Shorten your wiring up, especially to your in/out jacks. I’ve built a few phasor ii boards and placement of jacks and wires around the LFO is critical.


----------



## Bonnefooi (Jun 14, 2020)

Hey all,

Reporting back after a evening trying to solve the problem:

 - Cleaned the PCB
 - Shortend the wiring
 - Added a rubber pad below the feedback pot to insure the body is not touching the pcb when mounted
 - Checked all components for correct value (they all seem to be correctly placed, unless i made a error with this)
 - reflowed some solder pads after cleaning the pcb

The problem was still there when using a power supply (its a generic switchable voltage power supply, kinda cheap universal one)

Connected a battery to the input and the loud squeelching is gone!!
Now its just a tiny tiny bit present in the back ground when feedback turned up, which seems normal for a analog effect like this.

Could someone explain or point me into the direction to find out why the unit behaves like this with a battery?
Should i use a different power adapter or maybe the old electrical system in my house is the issue with this pedal?

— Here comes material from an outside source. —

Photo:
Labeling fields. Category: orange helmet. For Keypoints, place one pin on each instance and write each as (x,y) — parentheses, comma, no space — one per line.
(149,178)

Thanks again for your time. it's much apreciated


----------



## Chuck D. Bones (Jun 14, 2020)

The simple explanation is that all switching power supplies generate high-freq noise.  The good ones make their noise at a frequency above the range of human hearing (>20KHz) and filter enough of it out so that it doesn't affect the pedals it's powering.  Some pedals are more susceptible to switching power supply noise than others.  The TC1044 is a switching converter and it can interact with a noisy power supply, making noise that is within the range of human hearing.


----------



## Mcknib (Jun 14, 2020)

A batterys pure DC an adaptor converts AC from your wall socket to DC into your pedal

Some are filtered to stop noise because AC cycles between + and - constantly and are regulated to provide close to the listed output voltage e.g. 9v 

Most cheap adaptors don't have regulators or filtering so can introduce noise or over voltage, which can cause oscillation, hum etc and once that gets into the circuit it can be amplified through the amplification stages and so on

If it's a +9v centre negative adaptor,  set your meter to 20vdc put your black ground probe in the centre hole and touch your red probe to the outer barrel and you'll see what voltage Its putting out


----------